A Itália foi a nação que encontrou mais dificuldades na ocupação efetiva, teve sucesso em 1883 com a Eritreia e costa oriental da Somália em 1886, foi somente através do tratado de Wuchale em 1889, que as fronteiras entre a Etiópia e Eritreia foram definidas. Os italianos foram derrotados na Etiópia mas ocuparam a Líbia em 1914.Marrocos conseguiu manter sua independência até 1912, quando a perdeu para a França e Espanha, com isso, em 1914, somente a Libéria e Etiópia eram independentes.
Os europeus conseguiram conquistar facilmente a África pois havia um desequilíbrio de forças a seu favor, em todos os âmbitos. Primeiramente, devido a atividades exploradoras e missionárias os europeus sabiam com detalhes vários aspectos do interior africano, enquanto os nativos não sabiam praticamente nada sobre os europeus. Em segundo lugar, devido a sua tecnologia e medicina, não temiam mais o território como antes. Em terceiro lugar, os recursos materiais e financeiros eram muito superiores aos dos povos africanos. Em quarto lugar, devido ao período posterior a guerra russo – turca de 1877 q 1878, a Europa se encontrava num período de paz e imobilização, diferente da África repleta de conflitos e rivalidades. Enquanto os europeus podiam se dedicar exclusivamente as atividades imperialistas ultramarinas, os africanos tinham suas forças paralisadas por diversas lutas. Os países africanos não tinham unidade e cooperação, alguns se aliavam aos europeus, somente para serem vencidos posteriormente.

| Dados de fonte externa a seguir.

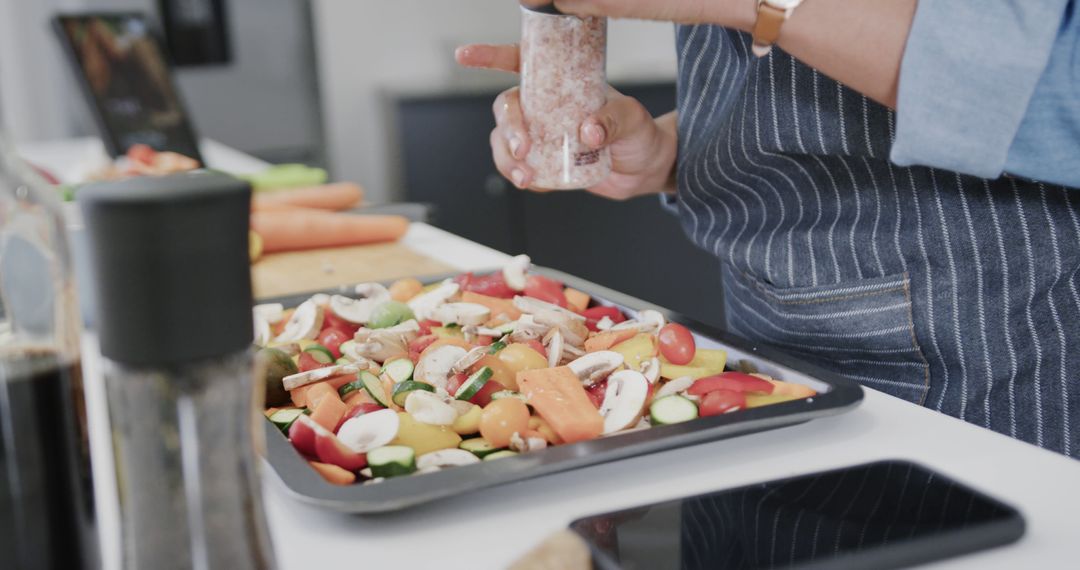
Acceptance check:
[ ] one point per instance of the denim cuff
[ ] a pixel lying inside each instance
(968, 73)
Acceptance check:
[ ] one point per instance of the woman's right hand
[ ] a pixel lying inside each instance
(643, 148)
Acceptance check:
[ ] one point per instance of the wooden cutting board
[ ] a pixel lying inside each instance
(279, 274)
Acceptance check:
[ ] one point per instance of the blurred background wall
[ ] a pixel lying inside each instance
(310, 80)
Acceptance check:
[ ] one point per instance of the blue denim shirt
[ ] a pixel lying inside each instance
(990, 87)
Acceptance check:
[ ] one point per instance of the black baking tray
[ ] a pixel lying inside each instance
(836, 395)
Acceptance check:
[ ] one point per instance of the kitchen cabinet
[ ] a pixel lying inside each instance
(634, 246)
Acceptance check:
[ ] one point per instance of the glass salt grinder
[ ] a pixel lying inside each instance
(173, 299)
(46, 496)
(563, 81)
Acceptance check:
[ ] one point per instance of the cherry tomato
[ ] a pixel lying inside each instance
(596, 393)
(544, 289)
(676, 343)
(732, 381)
(484, 396)
(302, 437)
(491, 285)
(307, 363)
(594, 314)
(426, 326)
(332, 338)
(419, 344)
(535, 344)
(333, 321)
(502, 419)
(719, 402)
(455, 382)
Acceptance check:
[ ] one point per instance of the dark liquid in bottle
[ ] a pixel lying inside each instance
(46, 501)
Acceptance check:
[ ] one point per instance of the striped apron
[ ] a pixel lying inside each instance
(950, 292)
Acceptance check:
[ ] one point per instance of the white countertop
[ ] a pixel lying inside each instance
(505, 521)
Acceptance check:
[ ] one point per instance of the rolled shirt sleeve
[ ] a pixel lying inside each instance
(969, 72)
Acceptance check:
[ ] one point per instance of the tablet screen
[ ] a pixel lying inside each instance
(813, 519)
(129, 80)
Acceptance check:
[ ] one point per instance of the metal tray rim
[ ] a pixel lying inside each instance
(305, 485)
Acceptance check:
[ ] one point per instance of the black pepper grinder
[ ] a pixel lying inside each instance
(173, 297)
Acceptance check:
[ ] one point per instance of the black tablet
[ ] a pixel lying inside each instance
(126, 76)
(889, 514)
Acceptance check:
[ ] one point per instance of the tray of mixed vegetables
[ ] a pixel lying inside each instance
(383, 396)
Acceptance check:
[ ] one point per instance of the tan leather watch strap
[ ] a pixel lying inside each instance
(767, 28)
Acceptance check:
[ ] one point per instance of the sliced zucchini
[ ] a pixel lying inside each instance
(320, 353)
(391, 461)
(509, 393)
(350, 388)
(374, 387)
(402, 390)
(473, 384)
(673, 409)
(283, 419)
(399, 370)
(478, 447)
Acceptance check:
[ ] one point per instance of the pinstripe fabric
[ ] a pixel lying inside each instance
(947, 290)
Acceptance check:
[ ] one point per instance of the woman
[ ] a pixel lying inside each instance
(889, 246)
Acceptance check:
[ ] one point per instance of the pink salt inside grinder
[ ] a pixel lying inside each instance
(562, 83)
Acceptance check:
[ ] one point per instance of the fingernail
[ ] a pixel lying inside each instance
(594, 134)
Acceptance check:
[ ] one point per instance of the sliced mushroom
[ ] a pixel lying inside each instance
(445, 458)
(570, 352)
(470, 358)
(528, 304)
(574, 331)
(359, 311)
(369, 431)
(650, 369)
(524, 445)
(526, 328)
(515, 272)
(435, 366)
(674, 387)
(429, 408)
(605, 324)
(624, 399)
(272, 313)
(310, 377)
(553, 342)
(471, 331)
(596, 366)
(426, 302)
(306, 323)
(647, 321)
(461, 313)
(381, 343)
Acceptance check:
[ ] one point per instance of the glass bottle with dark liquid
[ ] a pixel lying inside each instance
(46, 499)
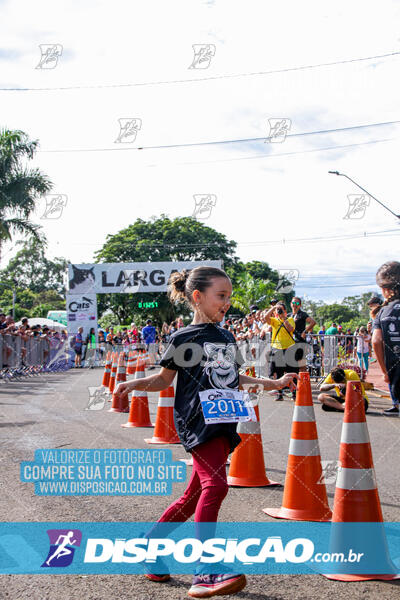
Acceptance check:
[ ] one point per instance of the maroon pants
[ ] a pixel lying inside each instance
(207, 486)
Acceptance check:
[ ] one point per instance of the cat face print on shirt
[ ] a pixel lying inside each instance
(220, 364)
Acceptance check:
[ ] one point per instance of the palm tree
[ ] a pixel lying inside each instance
(248, 290)
(20, 187)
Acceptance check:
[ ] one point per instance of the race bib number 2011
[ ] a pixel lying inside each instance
(226, 406)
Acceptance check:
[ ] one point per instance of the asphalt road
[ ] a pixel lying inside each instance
(49, 412)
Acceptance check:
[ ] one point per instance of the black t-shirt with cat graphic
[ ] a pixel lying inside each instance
(206, 356)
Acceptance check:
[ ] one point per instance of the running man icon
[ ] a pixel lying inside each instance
(61, 552)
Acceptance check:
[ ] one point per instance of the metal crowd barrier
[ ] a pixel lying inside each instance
(322, 353)
(32, 356)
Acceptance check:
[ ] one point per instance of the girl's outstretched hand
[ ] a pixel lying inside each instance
(123, 390)
(288, 380)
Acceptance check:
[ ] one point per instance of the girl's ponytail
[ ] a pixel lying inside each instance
(177, 286)
(181, 285)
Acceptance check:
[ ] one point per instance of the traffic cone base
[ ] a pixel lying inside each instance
(356, 495)
(304, 496)
(165, 432)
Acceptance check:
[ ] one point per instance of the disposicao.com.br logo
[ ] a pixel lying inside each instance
(211, 551)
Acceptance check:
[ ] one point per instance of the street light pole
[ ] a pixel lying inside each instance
(361, 188)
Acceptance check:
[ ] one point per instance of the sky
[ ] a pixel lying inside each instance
(204, 126)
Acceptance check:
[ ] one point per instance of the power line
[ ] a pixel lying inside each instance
(341, 286)
(234, 141)
(210, 78)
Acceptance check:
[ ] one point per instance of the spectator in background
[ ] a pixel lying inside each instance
(332, 330)
(90, 350)
(337, 380)
(77, 344)
(304, 324)
(386, 331)
(282, 339)
(374, 305)
(101, 343)
(173, 327)
(46, 337)
(133, 334)
(322, 334)
(149, 338)
(110, 340)
(363, 340)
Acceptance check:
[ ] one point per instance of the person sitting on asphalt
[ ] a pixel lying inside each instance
(281, 361)
(337, 380)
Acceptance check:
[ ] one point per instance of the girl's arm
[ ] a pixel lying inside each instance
(268, 384)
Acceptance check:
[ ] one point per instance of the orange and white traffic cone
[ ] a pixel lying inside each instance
(107, 370)
(120, 404)
(356, 495)
(304, 496)
(113, 373)
(165, 432)
(247, 468)
(139, 415)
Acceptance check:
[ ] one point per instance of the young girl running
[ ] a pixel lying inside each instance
(209, 360)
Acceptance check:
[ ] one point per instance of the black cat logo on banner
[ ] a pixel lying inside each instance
(104, 278)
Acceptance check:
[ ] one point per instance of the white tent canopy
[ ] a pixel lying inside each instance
(45, 322)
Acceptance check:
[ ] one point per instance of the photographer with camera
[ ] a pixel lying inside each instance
(281, 361)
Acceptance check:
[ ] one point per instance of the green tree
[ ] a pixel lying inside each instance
(20, 187)
(160, 240)
(247, 290)
(359, 303)
(30, 268)
(336, 313)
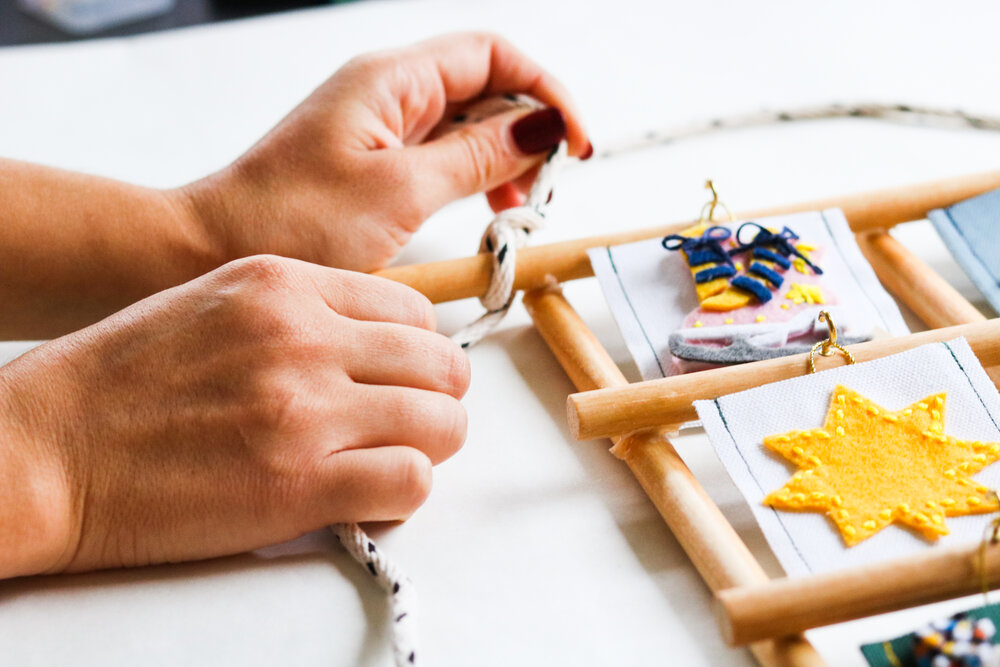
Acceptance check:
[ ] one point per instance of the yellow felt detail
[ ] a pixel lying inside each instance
(800, 293)
(799, 263)
(869, 467)
(731, 298)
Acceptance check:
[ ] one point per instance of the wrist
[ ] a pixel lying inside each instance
(39, 512)
(198, 210)
(211, 208)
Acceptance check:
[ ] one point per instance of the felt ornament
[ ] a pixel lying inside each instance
(868, 467)
(655, 293)
(962, 640)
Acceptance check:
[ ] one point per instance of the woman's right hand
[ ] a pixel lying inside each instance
(249, 406)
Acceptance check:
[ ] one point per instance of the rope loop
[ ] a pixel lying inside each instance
(507, 232)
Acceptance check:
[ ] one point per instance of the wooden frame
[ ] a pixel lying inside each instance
(770, 615)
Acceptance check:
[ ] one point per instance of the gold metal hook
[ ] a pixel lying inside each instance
(712, 205)
(827, 346)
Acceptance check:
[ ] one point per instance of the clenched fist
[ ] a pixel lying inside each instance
(263, 400)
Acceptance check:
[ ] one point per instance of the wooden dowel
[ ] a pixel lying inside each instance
(717, 552)
(927, 294)
(605, 412)
(916, 284)
(789, 606)
(469, 276)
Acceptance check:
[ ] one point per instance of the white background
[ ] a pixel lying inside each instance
(533, 549)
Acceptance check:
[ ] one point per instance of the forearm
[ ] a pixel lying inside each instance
(75, 248)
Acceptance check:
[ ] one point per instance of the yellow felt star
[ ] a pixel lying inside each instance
(868, 467)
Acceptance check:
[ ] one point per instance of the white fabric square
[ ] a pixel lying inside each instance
(808, 542)
(650, 290)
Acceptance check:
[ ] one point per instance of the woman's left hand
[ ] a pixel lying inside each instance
(349, 175)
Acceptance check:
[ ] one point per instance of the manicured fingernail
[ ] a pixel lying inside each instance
(539, 131)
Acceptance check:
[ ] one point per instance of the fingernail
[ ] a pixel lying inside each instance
(539, 131)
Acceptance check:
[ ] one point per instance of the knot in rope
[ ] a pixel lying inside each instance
(701, 249)
(765, 240)
(503, 236)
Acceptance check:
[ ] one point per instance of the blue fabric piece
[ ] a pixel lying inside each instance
(713, 272)
(971, 230)
(701, 249)
(765, 238)
(770, 256)
(766, 273)
(754, 287)
(705, 256)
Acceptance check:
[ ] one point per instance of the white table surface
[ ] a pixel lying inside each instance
(533, 549)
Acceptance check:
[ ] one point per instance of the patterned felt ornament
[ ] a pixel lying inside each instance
(962, 640)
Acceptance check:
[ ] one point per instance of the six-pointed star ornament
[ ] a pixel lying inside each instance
(868, 467)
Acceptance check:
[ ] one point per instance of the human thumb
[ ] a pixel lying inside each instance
(484, 155)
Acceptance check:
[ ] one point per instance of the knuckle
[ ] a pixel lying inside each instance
(264, 269)
(419, 310)
(456, 423)
(481, 155)
(279, 406)
(416, 479)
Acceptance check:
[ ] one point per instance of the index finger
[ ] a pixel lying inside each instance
(480, 64)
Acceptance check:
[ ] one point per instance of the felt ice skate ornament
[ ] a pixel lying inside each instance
(740, 343)
(748, 310)
(962, 640)
(768, 255)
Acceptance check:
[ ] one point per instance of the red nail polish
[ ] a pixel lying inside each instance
(539, 131)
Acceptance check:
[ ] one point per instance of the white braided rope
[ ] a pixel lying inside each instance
(503, 236)
(397, 586)
(509, 231)
(905, 114)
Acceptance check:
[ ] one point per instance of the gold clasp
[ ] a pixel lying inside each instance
(827, 346)
(712, 205)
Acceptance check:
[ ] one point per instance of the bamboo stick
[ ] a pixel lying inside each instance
(927, 294)
(469, 276)
(789, 606)
(717, 552)
(605, 412)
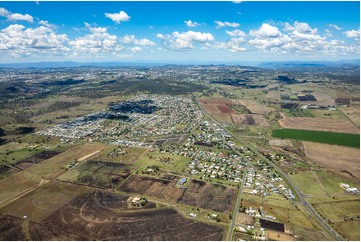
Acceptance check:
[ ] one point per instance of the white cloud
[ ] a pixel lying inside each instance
(191, 24)
(235, 33)
(17, 41)
(136, 49)
(98, 41)
(221, 24)
(160, 36)
(334, 26)
(146, 42)
(4, 12)
(353, 34)
(46, 24)
(118, 17)
(266, 31)
(130, 39)
(18, 16)
(194, 36)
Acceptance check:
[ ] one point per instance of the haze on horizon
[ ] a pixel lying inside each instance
(178, 31)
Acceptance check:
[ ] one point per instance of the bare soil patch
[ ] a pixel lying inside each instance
(255, 107)
(343, 160)
(84, 216)
(320, 124)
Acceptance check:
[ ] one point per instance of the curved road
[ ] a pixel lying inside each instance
(304, 203)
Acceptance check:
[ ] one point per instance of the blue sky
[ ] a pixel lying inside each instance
(179, 32)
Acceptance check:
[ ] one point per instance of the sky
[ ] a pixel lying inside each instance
(179, 32)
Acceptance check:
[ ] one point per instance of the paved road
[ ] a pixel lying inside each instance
(323, 224)
(236, 208)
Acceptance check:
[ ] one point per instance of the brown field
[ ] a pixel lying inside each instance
(320, 124)
(255, 107)
(165, 190)
(245, 219)
(36, 159)
(350, 230)
(221, 198)
(91, 217)
(158, 188)
(101, 215)
(249, 119)
(278, 236)
(343, 160)
(43, 201)
(196, 193)
(49, 168)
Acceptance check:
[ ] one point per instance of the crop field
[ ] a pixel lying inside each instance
(49, 168)
(36, 159)
(101, 174)
(209, 196)
(43, 201)
(343, 160)
(343, 139)
(319, 124)
(200, 194)
(249, 119)
(95, 216)
(101, 215)
(255, 107)
(336, 211)
(350, 230)
(196, 193)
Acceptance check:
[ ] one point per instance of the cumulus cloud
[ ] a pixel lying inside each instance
(16, 41)
(4, 12)
(220, 24)
(266, 31)
(136, 49)
(46, 24)
(235, 33)
(98, 41)
(185, 40)
(16, 16)
(130, 39)
(191, 24)
(353, 34)
(118, 17)
(334, 26)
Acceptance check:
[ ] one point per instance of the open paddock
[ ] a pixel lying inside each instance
(319, 124)
(86, 217)
(343, 160)
(255, 107)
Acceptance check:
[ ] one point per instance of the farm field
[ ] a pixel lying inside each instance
(43, 201)
(51, 167)
(343, 139)
(255, 107)
(318, 124)
(343, 160)
(101, 174)
(200, 194)
(101, 215)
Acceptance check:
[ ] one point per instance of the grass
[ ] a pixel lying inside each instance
(338, 210)
(343, 139)
(350, 230)
(308, 183)
(177, 163)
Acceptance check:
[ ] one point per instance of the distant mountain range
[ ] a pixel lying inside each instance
(271, 65)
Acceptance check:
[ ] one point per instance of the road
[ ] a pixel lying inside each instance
(321, 222)
(236, 207)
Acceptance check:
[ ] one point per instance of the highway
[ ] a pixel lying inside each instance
(304, 203)
(236, 208)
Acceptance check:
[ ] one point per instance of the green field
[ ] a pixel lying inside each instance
(343, 139)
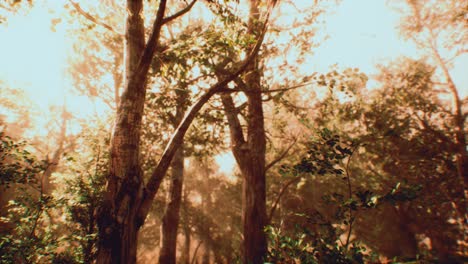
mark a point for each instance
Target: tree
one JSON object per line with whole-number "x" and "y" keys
{"x": 127, "y": 199}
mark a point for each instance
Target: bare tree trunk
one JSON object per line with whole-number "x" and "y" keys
{"x": 249, "y": 153}
{"x": 187, "y": 234}
{"x": 118, "y": 224}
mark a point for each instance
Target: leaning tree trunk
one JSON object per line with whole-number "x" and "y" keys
{"x": 170, "y": 221}
{"x": 127, "y": 200}
{"x": 249, "y": 153}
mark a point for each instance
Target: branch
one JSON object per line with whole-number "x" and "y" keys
{"x": 93, "y": 19}
{"x": 280, "y": 157}
{"x": 237, "y": 136}
{"x": 281, "y": 193}
{"x": 233, "y": 90}
{"x": 159, "y": 172}
{"x": 151, "y": 45}
{"x": 180, "y": 13}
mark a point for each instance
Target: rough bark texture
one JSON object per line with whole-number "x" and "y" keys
{"x": 249, "y": 153}
{"x": 170, "y": 221}
{"x": 127, "y": 200}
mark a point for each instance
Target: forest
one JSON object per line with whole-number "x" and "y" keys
{"x": 233, "y": 131}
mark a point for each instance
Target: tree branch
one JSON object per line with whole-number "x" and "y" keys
{"x": 180, "y": 13}
{"x": 280, "y": 157}
{"x": 237, "y": 136}
{"x": 159, "y": 172}
{"x": 281, "y": 193}
{"x": 93, "y": 19}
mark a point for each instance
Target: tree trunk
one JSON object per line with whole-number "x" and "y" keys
{"x": 185, "y": 258}
{"x": 170, "y": 221}
{"x": 250, "y": 155}
{"x": 118, "y": 226}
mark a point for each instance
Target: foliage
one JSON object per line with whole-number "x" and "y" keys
{"x": 321, "y": 238}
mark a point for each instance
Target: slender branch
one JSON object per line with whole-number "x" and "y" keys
{"x": 280, "y": 194}
{"x": 180, "y": 13}
{"x": 195, "y": 252}
{"x": 237, "y": 136}
{"x": 233, "y": 90}
{"x": 280, "y": 157}
{"x": 159, "y": 172}
{"x": 92, "y": 18}
{"x": 350, "y": 193}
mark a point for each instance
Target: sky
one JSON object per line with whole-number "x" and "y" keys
{"x": 362, "y": 33}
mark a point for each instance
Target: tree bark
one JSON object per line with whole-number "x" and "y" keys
{"x": 127, "y": 200}
{"x": 117, "y": 218}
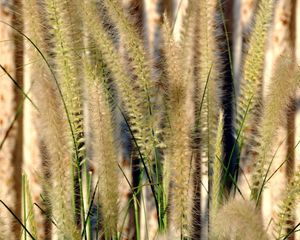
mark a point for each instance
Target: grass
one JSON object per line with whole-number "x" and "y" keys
{"x": 99, "y": 96}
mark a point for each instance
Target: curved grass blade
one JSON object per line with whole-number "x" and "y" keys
{"x": 19, "y": 221}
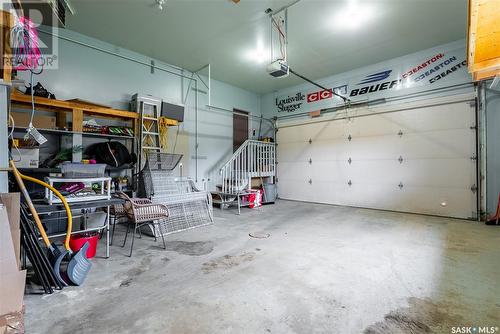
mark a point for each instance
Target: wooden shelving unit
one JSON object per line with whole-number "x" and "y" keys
{"x": 76, "y": 109}
{"x": 74, "y": 112}
{"x": 483, "y": 39}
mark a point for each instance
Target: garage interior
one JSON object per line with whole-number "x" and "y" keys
{"x": 239, "y": 166}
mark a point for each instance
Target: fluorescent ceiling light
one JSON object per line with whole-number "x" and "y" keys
{"x": 353, "y": 16}
{"x": 258, "y": 55}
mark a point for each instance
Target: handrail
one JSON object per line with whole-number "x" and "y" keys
{"x": 252, "y": 159}
{"x": 245, "y": 144}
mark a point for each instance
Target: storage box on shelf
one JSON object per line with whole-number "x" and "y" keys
{"x": 103, "y": 194}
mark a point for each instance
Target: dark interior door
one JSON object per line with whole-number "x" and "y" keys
{"x": 240, "y": 128}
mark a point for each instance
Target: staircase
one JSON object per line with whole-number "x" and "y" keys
{"x": 253, "y": 159}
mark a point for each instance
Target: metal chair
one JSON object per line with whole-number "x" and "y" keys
{"x": 118, "y": 212}
{"x": 141, "y": 211}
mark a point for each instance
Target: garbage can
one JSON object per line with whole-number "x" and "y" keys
{"x": 269, "y": 192}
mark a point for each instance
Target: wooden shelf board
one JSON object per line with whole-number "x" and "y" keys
{"x": 68, "y": 106}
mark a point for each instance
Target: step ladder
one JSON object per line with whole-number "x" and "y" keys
{"x": 149, "y": 109}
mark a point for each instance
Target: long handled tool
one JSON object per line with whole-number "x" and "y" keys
{"x": 78, "y": 266}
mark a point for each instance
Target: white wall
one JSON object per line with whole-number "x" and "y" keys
{"x": 492, "y": 149}
{"x": 397, "y": 67}
{"x": 99, "y": 77}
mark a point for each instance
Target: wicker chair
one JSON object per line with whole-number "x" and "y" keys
{"x": 188, "y": 206}
{"x": 142, "y": 211}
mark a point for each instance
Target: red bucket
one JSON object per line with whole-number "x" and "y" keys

As lutas africanas contra europeus foram ações isoladas e descoordenadas, além das nações europeias terem superioridade logística e militar.
O novo mapa da África, depois de 3 décadas de fracionamento sistemático e de ocupação militar era completamente diferente do que era antes de 1879, onde as potencias europeias dividiram o continente em cerca de 40 unidades políticos, com cerca de 30% da extensão dessas fronteiras são formadas por linhas retas, cortando arbitrariamente às fronteiras étnicas e linguísticas.





PARTE II

PAN-AFRICANISMO UM IDEAL COERENTE

O artigo “Lentes de Resistência: olhares de intelectuais negros sobre iniciativas africanas nos séculos XIX e XX”, escrito pelas autoras Jacqueline dos Santos e Isadora Vivacqua, tenta mostrar um olhar mais minucioso longe de uma visão eurocêntrica, da relação dos povos africanos com os colonizadores europeus. No período abordado entre o século XIX e XX, as autoras abordam que não é somente o olhar de opressão do colonizador e a submissão do africano, que esta relação vai muito, além disso, elas tentam desconstruir esta versão da história simplista.
Quando os europeus pisaram em solo africano, a relação deles com os nativos eram puramente comerciais, sem nenhum tipo de processo de conflito. No momento que os brancos resolveram submeter os africanos aos seus domínios a relação entre eles começou a mudar conforme esta citação de Albert Adu Boahen historiador ganês, usado pelas autoras:

"Prestei atenção á vossa mensagem sem encontrar razão para vos obedecer. Preferiria morre. Se for amizade que você deseja, então eu estou pronto para ela, hoje e sempre, mas para ser súdito, isto eu não posso ser. Se for guerra você deseja, então eu estou pronto, mas nunca para ser seu súdito. Não caio a vossos pés, pois sois uma criatura de Deus como eu [..]. Sou sultão aqui na minha terra. Vós sois sultão lá na sua. No entanto, vede, não vos digo que me deveis obedecer, pois sei sois um homem livre. Quanto a mim, não irei á vossa presença, se sois bastante forte, vinde vós me procurar." (BOAHEN, 1987, P.56).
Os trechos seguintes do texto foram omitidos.